SADPERSONS mnemonic for risk-stratifying patients with suicidal ideation (1 pt for each if present)
  1. Sex = male
  2. Age < 19 or > 45
  3. Depression 
  4. Previous attempt or FHx
  5. EtOH/substance use
  6. Rational thinking loss (poor insight, impaired judgment)
  7. Social supports lacking
  8. Organized plan
  9. No spouse
  10. Sickness
  • 0-4 = low risk
  • 5-6 = medium risk
  • 7-10 = high risk
​
According to the SADPERSONS suicidal ideation risk stratification mnemonic, this patient was low risk. Note that depression gives one point on the SADPERSONS scale, which is something important to note as it raises the point that suicidal ideation is not a phenomenon that is unique to patients with depression. According to the UpToDate article, "Suicidal ideation and behaviour in adults," "
The psychiatric disorders most commonly associated with suicide include depression, bipolar disorder, alcoholism or other substance abuse, schizophrenia, personality disorders, anxiety disorders including panic disorder, posttraumatic stress disorders, and delirium." This article also notes, "Anxiety disorders more than double the risk of suicide attempts (odds ratio 2.2), and a combination of depression and anxiety greatly increases the risk (odds ratio 17). Symptoms of psychosis (delusions, command auditory hallucinations, paranoia) may increase the risk regardless of the specific diagnosis."

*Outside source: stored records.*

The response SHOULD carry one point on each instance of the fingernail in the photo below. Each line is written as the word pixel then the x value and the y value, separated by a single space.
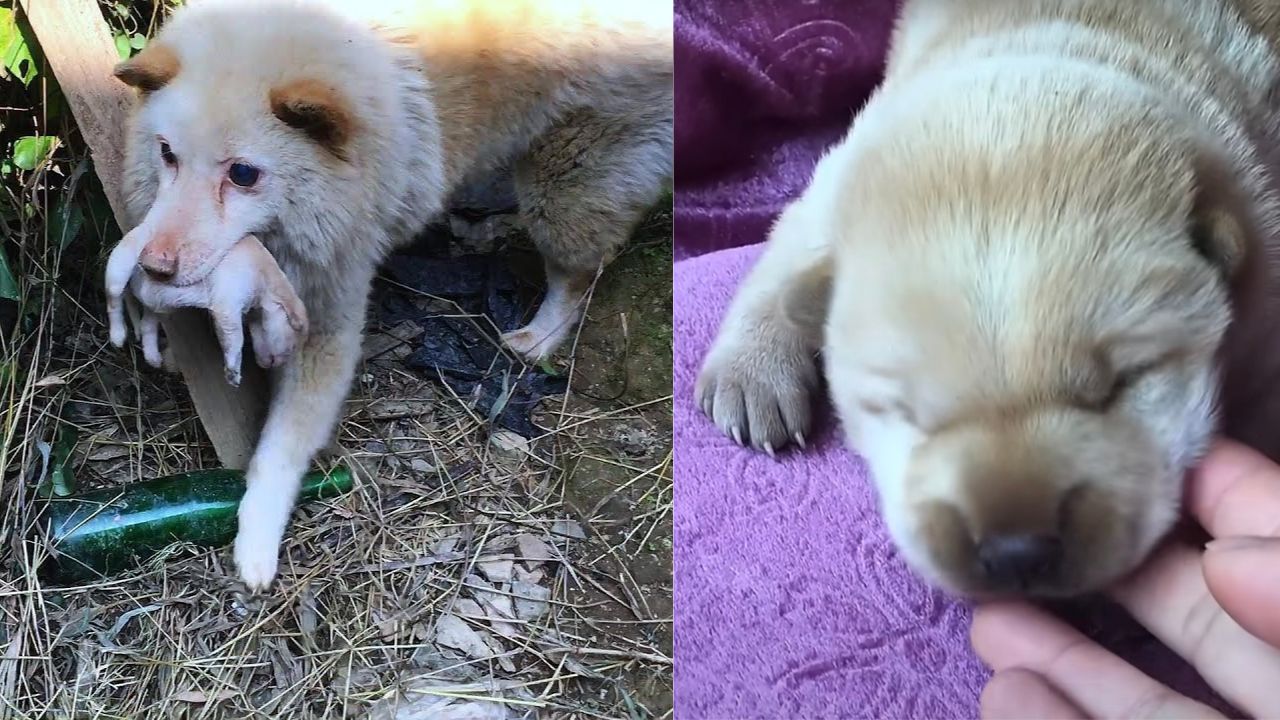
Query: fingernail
pixel 1235 543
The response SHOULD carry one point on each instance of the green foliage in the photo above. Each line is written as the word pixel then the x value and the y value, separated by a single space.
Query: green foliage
pixel 17 55
pixel 8 283
pixel 33 150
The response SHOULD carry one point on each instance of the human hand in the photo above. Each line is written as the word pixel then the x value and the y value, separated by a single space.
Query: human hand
pixel 1219 609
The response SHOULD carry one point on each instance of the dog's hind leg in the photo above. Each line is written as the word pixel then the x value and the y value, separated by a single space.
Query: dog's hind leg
pixel 305 409
pixel 583 187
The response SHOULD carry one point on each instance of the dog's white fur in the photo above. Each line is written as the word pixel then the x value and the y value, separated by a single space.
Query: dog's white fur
pixel 362 115
pixel 247 279
pixel 1041 270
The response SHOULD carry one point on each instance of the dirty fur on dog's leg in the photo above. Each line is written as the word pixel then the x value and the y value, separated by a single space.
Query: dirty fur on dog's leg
pixel 758 379
pixel 306 405
pixel 580 200
pixel 556 317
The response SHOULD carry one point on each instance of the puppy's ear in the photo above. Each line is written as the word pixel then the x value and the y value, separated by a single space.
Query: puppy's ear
pixel 807 300
pixel 1221 223
pixel 150 69
pixel 318 110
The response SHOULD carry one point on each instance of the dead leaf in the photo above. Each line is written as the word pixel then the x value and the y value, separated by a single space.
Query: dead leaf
pixel 109 452
pixel 568 528
pixel 455 632
pixel 497 570
pixel 201 696
pixel 533 550
pixel 530 600
pixel 510 442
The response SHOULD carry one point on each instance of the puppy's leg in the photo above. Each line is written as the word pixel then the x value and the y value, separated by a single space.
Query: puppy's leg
pixel 759 377
pixel 119 269
pixel 583 187
pixel 305 406
pixel 149 328
pixel 283 319
pixel 229 327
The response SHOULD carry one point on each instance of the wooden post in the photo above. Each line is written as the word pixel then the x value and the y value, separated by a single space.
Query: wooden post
pixel 78 45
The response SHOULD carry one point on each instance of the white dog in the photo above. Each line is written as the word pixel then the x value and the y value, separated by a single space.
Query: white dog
pixel 336 130
pixel 247 279
pixel 1041 270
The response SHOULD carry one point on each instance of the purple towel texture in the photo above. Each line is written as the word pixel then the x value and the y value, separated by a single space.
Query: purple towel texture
pixel 762 87
pixel 790 598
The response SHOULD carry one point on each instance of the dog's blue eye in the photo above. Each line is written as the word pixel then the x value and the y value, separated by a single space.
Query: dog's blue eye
pixel 242 174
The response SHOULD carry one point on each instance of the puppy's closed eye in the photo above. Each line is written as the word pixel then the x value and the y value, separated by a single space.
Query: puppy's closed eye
pixel 1105 391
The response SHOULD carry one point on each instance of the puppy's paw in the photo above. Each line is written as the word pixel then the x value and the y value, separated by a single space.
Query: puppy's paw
pixel 759 396
pixel 274 340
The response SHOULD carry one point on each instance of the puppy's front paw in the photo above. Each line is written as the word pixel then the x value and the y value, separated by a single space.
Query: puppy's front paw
pixel 759 396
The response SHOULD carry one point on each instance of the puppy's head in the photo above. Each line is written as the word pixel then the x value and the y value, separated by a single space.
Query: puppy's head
pixel 1024 326
pixel 246 113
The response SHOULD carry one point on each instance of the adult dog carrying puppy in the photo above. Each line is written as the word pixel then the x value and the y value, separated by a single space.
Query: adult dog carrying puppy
pixel 1038 270
pixel 334 130
pixel 247 279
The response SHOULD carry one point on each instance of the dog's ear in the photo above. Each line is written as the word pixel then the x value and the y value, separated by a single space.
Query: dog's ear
pixel 1221 220
pixel 318 110
pixel 150 69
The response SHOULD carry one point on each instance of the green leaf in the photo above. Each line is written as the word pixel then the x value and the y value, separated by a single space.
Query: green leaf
pixel 32 150
pixel 16 51
pixel 65 222
pixel 8 285
pixel 122 46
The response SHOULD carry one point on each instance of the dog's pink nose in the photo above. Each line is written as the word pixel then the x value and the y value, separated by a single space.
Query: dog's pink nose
pixel 160 264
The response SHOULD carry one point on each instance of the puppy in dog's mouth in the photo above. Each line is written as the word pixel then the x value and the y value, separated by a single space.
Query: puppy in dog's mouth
pixel 1037 274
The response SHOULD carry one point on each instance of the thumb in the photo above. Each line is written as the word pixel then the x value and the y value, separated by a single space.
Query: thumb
pixel 1243 573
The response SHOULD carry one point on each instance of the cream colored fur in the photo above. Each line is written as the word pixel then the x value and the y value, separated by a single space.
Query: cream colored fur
pixel 247 279
pixel 362 117
pixel 1040 272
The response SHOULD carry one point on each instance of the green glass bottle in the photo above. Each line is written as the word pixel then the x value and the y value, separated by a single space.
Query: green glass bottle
pixel 99 533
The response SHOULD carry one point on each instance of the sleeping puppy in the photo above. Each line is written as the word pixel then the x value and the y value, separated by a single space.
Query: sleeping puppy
pixel 1040 272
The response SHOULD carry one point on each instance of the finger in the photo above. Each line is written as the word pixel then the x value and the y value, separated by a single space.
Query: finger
pixel 1010 636
pixel 1237 492
pixel 1244 577
pixel 1019 693
pixel 1170 597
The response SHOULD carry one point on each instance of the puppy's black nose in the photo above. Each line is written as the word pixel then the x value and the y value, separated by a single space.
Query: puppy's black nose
pixel 1019 560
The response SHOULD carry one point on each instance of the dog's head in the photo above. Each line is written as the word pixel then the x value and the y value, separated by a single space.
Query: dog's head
pixel 246 112
pixel 1025 318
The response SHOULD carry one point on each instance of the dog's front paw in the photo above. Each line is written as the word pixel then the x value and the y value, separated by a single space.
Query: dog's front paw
pixel 257 546
pixel 534 343
pixel 274 340
pixel 759 396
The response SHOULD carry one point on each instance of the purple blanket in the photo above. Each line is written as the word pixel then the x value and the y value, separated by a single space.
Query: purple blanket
pixel 762 87
pixel 790 600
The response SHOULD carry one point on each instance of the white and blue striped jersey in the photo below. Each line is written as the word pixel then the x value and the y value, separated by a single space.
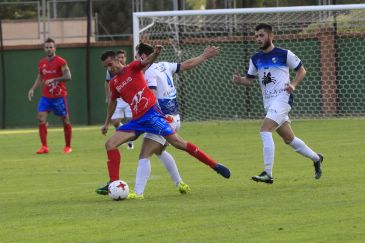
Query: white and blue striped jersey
pixel 272 69
pixel 159 77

Once you've got a patient in front of you who endorses suicidal ideation, what are your next steps? My approach to a patient that is risk-stratified for suicidal ideation (SI) as either low, medium, or high risk is as follows:
  1. Low risk: Develop safety plan patient agrees to that includes:
    1. Setting up a follow-up appointment, preferably within 1 wk or so, ideally with the same primary care provider and a professional counselor
    2. Avoiding triggers including substances
    3. Not harming themselves, and to contact health care worker (or present to Emergency Department) or call crisis line if feelings return or intensify
  2. Medium risk: My decision to admit to hospital +/- Form 1 in a medium risk patient depends on:
    1. The degree of social supports present
    2. Whether there is a loss of rational thinking (psychosis)
    3. Whether the patient is likely to encounter any acute SI precipitants (ex: substance use)
  3. High risk = Hospitalization +/- Form 1

The 19 year old patient in the office agreed to follow-up in clinic in one week, agreed to avoiding triggers (aka precipitants) for her SI, and agreed to present to the ED or call a suicide crisis line before taking any action if she was having thoughts about completing suicide.

The Canadian Association for Suicide Prevention website has a list of local crisis centres organized by province on their home page. I provide both the CSAP website address and the province-wide crisis line (1-800-SUICIDE) to patients at risk of SI.